The fund's reserves were drained in 2004 and principal and interest payments have fallen short since then. The authority devised the liquidation plan in 2006 to provide partial benefits for all bondholders and won court approval in 2007 to proceed. The bonds mature in 2022 and the authority believes investors with $35 million of later maturing bonds will never receive any principal if no action is taken.

A group of objecting bondholders who hold about $18 million of the debt challenged the liquidation plan and the district court's refusal to appoint a receiver to manage any liquidation. The appellate court upheld the district court's decision, but the Minnesota Supreme Court last September voided lower court rulings.

The high court found the district court lacked jurisdictional authority to approve the liquidation plan in part because it altered the original bond contract. The original 876 resolution allows the Port Authority to change the original terms of the fund without bondholder consent only if the changes do not hurt any bondholders.

The court sent the case back to Ramsey Court Judge Teresa Warner to consider whether the objecting bondholders had filed in a timely fashion objections to the authority's 2002 and 2004 tender offers. In her ruling earlier this month, available at, Warner sided with the objecting bondholders and vacated the 2002 and 2004 orders.

"This is a setback. We now start all over again," said authority spokesman Tom Collins. "We had hoped Judge Warner would have also ruled on the merits of the case, verified our management of the fund, and agreed that the fund would never pay off for bondholders, and that our plan to liquidate the distressed fund and distribute the assets in a way that maximized the benefits for all 2,600 bondholders was the most fair and equitable."

Collins stressed that the agency has lost court rulings solely on technical grounds that do not address the merits of its plan. The authority could seek to revise its liquidation proposal or the Port Authority could hold additional tenders. The failed liquidation would have paid at least 62 cents on the dollar and provided a tax loss benefit. The fund's assets generated only enough to cover 56% or $1.4 million of the $2.47 million interest payment on June 1.

Meanwhile, the objecting bondholders have filed a new complaint at the district court level, seeking appointment of a receiver, a full accounting of the authority's use of 876 bond fund asset revenues, and damages. The group contends the port has breached its contract in its management of the fund.

"We clearly have claims against the port for breaching the contract for diverting revenues that were pledged for use only for principal and interest on the bonds," said the group's attorney, Keith Broady of Lommen, Abdo, Cole, King & Stageberg.
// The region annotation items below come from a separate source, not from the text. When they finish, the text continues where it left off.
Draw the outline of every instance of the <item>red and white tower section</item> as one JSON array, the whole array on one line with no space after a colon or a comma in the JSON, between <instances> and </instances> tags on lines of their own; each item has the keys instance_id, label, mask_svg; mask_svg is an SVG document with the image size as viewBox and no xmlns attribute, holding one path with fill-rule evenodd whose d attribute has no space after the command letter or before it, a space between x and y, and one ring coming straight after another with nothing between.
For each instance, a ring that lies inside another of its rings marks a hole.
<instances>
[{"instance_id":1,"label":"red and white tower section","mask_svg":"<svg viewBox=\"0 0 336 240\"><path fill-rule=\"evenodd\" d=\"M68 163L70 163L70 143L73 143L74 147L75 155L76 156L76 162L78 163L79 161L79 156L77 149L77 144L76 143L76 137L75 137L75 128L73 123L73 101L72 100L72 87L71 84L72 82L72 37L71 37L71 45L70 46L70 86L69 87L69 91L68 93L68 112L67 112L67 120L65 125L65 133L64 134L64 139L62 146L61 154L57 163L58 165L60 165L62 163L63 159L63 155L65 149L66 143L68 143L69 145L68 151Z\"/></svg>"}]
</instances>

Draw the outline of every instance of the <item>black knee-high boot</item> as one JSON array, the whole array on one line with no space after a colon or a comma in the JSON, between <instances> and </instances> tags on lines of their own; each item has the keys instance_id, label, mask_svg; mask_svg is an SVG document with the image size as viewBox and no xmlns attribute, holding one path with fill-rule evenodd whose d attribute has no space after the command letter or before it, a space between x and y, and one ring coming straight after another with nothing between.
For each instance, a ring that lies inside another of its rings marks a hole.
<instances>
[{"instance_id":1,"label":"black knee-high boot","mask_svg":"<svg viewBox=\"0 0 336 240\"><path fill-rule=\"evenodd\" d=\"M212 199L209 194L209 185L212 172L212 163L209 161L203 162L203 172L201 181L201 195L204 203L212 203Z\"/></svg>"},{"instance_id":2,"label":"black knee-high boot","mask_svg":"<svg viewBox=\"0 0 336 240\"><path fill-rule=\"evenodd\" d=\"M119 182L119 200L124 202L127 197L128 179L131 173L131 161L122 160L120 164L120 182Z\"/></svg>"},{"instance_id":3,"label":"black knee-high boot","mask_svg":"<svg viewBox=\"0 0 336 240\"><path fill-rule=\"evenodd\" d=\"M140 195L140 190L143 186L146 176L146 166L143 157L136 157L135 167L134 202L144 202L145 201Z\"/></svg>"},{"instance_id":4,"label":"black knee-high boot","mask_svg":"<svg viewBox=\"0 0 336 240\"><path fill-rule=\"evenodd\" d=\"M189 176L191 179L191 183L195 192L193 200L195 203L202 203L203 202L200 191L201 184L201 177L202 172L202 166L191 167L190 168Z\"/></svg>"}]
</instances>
The authority established the fund in 1974 to support revenue-producing projects and issued $428.8 million of commercial development revenue bonds backed by project revenues between 1974 and 1991.

Many of the projects failed and pledged project revenues have failed to cover debt service since 1991. Reserves were tapped until their depletion in 2004. Principal payments have been withheld since 2006 as restructuring efforts have failed.